На другой же день, утром, Леонид Михайлович был у Аристархова.
Несмотря на ранний час, Свирский застал его уже за бутылкой пива.
Геннадий Васильевич был, что называется, в градусе.
На вопрос Леонида Михайловича о Фанни, он заорал во все горло:
— Она моя душа, она моя жизнь!
Затем, подмигивая, он встал из-за стола, за которым сидел, и подошедши к стоявшему Свирскому, похлопал его по плечу.
— Эге, душа моя, видно задело за живое? В ней есть смак, а признайтесь, что она похожа на Нану Сухоровского, такие же глаза и волосы.
— Но я спрашиваю вас не о том, мне нужно узнать ее адрес. У меня есть дело… — проговорил Леонид Михайлович, едва удерживаясь, чтобы не броситься на актера с палкой, которую держал в руке.
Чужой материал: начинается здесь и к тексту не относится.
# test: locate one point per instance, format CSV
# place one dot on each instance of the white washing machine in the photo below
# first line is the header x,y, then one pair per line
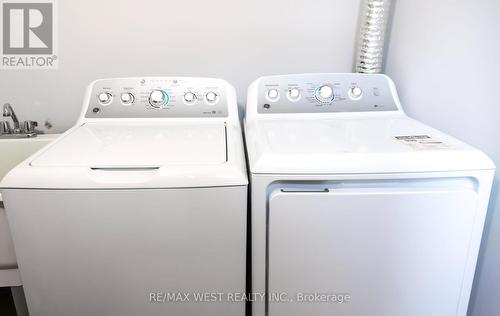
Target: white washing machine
x,y
358,209
139,206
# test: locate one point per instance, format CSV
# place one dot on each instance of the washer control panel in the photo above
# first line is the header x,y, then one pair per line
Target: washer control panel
x,y
315,93
157,97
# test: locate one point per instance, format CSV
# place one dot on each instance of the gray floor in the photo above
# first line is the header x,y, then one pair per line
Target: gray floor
x,y
6,303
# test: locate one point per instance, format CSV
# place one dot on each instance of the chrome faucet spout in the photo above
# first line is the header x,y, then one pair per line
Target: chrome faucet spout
x,y
8,111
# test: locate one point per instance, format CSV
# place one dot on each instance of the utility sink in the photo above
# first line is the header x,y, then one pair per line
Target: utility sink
x,y
12,152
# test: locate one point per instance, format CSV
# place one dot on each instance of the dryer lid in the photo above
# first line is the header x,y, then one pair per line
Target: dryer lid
x,y
132,145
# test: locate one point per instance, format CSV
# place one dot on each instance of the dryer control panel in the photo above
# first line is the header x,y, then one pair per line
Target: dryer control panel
x,y
316,93
158,98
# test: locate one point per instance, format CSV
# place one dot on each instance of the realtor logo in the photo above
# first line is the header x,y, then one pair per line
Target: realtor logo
x,y
28,35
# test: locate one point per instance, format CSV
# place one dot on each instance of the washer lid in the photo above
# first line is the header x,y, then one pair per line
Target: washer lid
x,y
133,145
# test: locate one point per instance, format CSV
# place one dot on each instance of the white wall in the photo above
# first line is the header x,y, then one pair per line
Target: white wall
x,y
445,58
233,39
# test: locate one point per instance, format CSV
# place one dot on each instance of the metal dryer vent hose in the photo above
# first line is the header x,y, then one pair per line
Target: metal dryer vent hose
x,y
372,30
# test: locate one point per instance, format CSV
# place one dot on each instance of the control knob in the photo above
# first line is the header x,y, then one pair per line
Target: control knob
x,y
105,98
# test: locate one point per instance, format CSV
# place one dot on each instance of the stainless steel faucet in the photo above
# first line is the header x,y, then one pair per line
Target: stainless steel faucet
x,y
18,131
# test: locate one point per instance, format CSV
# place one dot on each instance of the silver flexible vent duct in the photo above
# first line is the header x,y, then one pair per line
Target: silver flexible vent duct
x,y
372,30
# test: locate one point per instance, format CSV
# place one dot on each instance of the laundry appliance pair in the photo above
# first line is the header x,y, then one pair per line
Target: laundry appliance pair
x,y
354,208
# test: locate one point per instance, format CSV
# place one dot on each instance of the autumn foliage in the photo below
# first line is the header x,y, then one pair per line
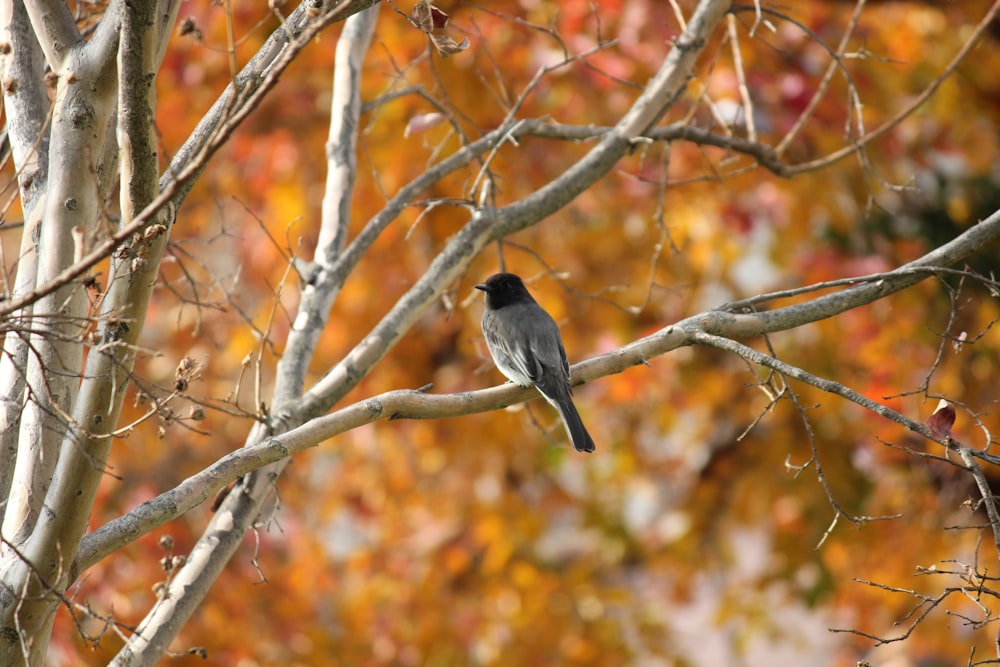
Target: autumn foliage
x,y
730,515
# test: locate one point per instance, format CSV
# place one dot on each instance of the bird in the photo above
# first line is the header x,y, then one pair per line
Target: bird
x,y
526,347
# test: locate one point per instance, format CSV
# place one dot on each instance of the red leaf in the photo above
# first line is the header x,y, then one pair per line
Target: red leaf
x,y
942,420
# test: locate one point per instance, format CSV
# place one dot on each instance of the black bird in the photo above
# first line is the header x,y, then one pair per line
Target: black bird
x,y
526,346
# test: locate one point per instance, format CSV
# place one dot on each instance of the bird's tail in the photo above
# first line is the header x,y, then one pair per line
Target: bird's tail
x,y
574,425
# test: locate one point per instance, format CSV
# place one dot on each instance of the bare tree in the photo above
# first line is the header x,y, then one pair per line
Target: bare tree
x,y
66,365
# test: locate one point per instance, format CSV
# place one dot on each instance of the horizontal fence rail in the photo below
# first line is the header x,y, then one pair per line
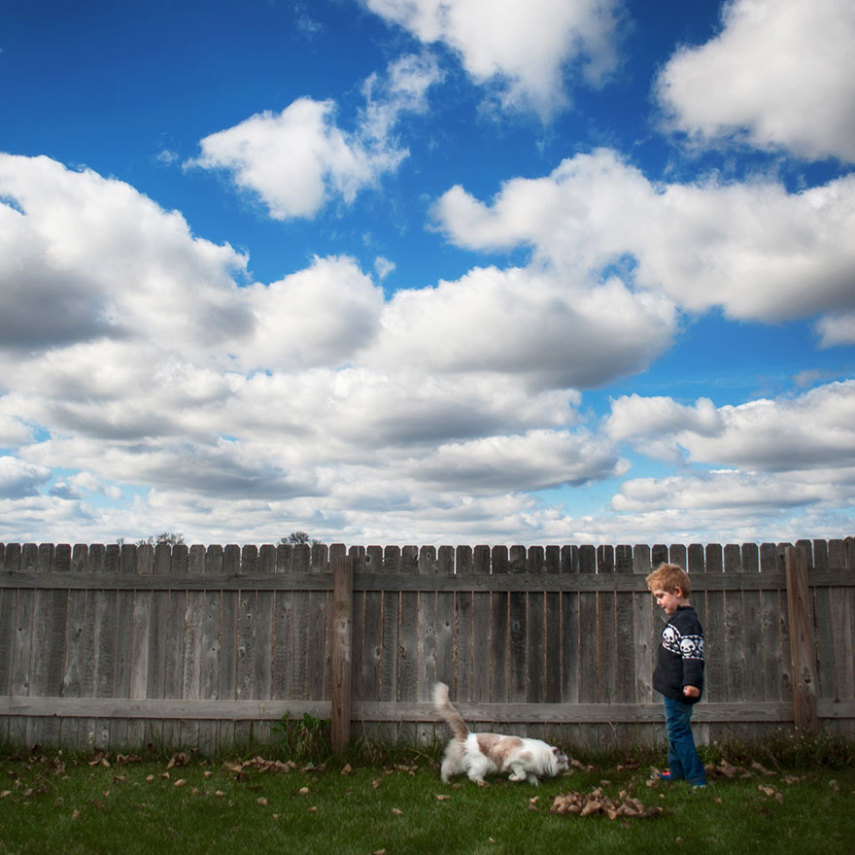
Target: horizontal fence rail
x,y
210,646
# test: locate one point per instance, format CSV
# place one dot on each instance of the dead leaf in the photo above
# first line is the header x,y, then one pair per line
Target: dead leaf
x,y
178,759
759,767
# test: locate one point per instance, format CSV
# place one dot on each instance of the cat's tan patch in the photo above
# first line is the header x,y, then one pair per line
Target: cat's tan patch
x,y
500,749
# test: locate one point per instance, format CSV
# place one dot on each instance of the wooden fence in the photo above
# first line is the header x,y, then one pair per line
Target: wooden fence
x,y
209,647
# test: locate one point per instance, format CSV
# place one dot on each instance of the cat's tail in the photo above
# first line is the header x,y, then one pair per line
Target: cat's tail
x,y
445,708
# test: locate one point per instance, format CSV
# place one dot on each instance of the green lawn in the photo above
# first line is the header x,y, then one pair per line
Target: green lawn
x,y
95,804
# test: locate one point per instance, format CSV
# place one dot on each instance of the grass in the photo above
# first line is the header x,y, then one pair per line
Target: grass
x,y
394,802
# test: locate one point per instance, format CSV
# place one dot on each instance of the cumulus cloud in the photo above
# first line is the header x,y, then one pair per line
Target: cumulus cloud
x,y
812,430
778,76
109,263
19,478
318,316
525,321
297,160
538,459
494,38
755,249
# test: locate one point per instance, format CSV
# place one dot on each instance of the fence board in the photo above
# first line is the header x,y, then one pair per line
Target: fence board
x,y
209,646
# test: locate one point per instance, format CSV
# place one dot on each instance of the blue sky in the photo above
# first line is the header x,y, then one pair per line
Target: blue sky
x,y
427,271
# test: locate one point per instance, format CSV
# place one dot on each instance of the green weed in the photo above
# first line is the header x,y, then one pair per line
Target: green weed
x,y
100,803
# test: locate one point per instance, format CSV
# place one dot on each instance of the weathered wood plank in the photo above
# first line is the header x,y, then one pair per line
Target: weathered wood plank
x,y
588,676
500,628
203,710
482,627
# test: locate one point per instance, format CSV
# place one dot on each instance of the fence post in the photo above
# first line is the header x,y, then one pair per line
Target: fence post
x,y
342,635
801,640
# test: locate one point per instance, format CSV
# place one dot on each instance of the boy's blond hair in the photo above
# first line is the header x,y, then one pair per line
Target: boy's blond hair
x,y
669,577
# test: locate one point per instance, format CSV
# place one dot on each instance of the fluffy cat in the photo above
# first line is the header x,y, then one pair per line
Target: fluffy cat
x,y
480,754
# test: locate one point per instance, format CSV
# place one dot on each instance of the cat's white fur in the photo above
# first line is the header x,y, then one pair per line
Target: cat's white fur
x,y
480,754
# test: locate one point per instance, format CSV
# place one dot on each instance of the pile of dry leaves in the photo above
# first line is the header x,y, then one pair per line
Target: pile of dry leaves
x,y
624,806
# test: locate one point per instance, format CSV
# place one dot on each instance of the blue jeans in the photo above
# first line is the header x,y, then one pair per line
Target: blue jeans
x,y
683,758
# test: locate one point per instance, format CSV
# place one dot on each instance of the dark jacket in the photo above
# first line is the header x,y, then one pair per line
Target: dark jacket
x,y
680,661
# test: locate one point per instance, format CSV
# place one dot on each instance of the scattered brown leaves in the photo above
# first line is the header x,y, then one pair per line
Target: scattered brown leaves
x,y
596,803
772,792
178,759
260,765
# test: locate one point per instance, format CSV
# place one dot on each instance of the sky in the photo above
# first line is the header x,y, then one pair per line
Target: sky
x,y
427,271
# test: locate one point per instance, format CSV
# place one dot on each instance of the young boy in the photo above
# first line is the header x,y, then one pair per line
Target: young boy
x,y
679,672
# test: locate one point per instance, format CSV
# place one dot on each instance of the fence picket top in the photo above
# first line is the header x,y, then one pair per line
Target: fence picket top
x,y
641,561
695,558
587,559
677,555
658,554
750,558
715,563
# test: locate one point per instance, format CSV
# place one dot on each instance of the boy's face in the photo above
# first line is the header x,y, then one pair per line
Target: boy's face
x,y
667,601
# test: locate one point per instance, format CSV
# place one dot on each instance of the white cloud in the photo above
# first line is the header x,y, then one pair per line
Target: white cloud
x,y
778,75
494,40
538,459
19,479
557,333
318,316
294,160
298,160
814,430
755,249
109,263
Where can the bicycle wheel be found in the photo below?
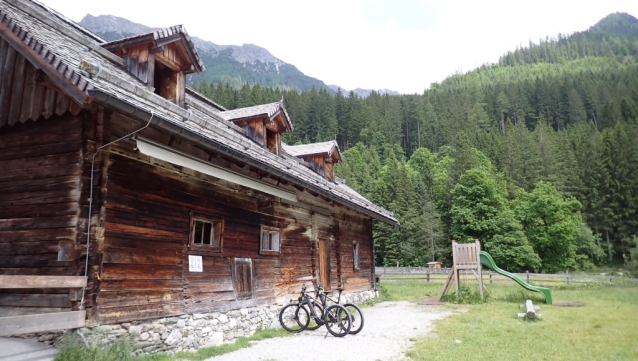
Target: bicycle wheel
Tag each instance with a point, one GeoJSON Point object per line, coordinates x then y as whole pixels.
{"type": "Point", "coordinates": [294, 318]}
{"type": "Point", "coordinates": [337, 320]}
{"type": "Point", "coordinates": [313, 322]}
{"type": "Point", "coordinates": [356, 317]}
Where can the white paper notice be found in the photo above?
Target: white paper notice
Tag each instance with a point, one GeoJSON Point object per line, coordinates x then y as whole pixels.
{"type": "Point", "coordinates": [195, 264]}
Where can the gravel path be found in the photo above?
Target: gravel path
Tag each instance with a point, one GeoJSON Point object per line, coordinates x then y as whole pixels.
{"type": "Point", "coordinates": [385, 336]}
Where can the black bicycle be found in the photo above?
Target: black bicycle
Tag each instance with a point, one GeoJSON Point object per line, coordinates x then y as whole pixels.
{"type": "Point", "coordinates": [355, 312]}
{"type": "Point", "coordinates": [296, 316]}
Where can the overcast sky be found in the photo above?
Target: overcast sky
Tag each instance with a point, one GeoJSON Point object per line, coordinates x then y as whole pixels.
{"type": "Point", "coordinates": [402, 45]}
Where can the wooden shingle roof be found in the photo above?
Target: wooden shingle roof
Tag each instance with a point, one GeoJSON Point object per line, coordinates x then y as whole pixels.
{"type": "Point", "coordinates": [62, 51]}
{"type": "Point", "coordinates": [304, 150]}
{"type": "Point", "coordinates": [269, 111]}
{"type": "Point", "coordinates": [162, 37]}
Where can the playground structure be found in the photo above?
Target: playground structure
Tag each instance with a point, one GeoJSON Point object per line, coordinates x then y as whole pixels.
{"type": "Point", "coordinates": [468, 256]}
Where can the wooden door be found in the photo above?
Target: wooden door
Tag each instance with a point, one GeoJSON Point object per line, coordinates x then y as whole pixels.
{"type": "Point", "coordinates": [324, 263]}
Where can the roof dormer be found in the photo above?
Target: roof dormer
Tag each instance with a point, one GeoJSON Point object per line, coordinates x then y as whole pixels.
{"type": "Point", "coordinates": [263, 123]}
{"type": "Point", "coordinates": [320, 156]}
{"type": "Point", "coordinates": [161, 59]}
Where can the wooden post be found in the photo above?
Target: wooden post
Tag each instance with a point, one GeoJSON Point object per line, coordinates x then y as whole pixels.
{"type": "Point", "coordinates": [478, 266]}
{"type": "Point", "coordinates": [457, 279]}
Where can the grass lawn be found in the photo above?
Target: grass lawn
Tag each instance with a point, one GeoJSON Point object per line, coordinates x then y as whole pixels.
{"type": "Point", "coordinates": [606, 328]}
{"type": "Point", "coordinates": [123, 351]}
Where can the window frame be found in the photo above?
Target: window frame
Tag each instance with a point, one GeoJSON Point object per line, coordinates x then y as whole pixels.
{"type": "Point", "coordinates": [270, 230]}
{"type": "Point", "coordinates": [217, 225]}
{"type": "Point", "coordinates": [356, 255]}
{"type": "Point", "coordinates": [246, 294]}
— Дело… говорите… Я и она — это тоже самое.
— Где она живет?
— Как где… Здесь, где и я…
— Здесь… — упавшим голосом произнес Свирский.
— Эге, не понравилось… Старый друг, душа моя, лучше новых двух.
Леонид Михайлович быстро повернулся, чтобы выйти, но в это время дверь, ведшая в другую комнату, отворилась и на ее пороге появилась Фанни.
На ней была грязная, полурасстегнутая блуза; она тоже была, видимо, с похмелья, так как глядела на Леонида Михайловича посоловевшими глазами.
Увидев его, она, однако, побледнела еще более и двинулась было к нему, но он сделал презрительный жест, как бы отстраняя ее от себя, и вышел.
Он слышал как за ним раздался какой-то стон.
Это застонала Фанни, в отчаянии ломая свои руки.
— С чего это ты, моя милая? — с усмешкой спросил ее Геннадий Васильевич, когда дверь за Свирским затворилась.
Она молчала, с выражением душевной муки смотря на затворенную дверь.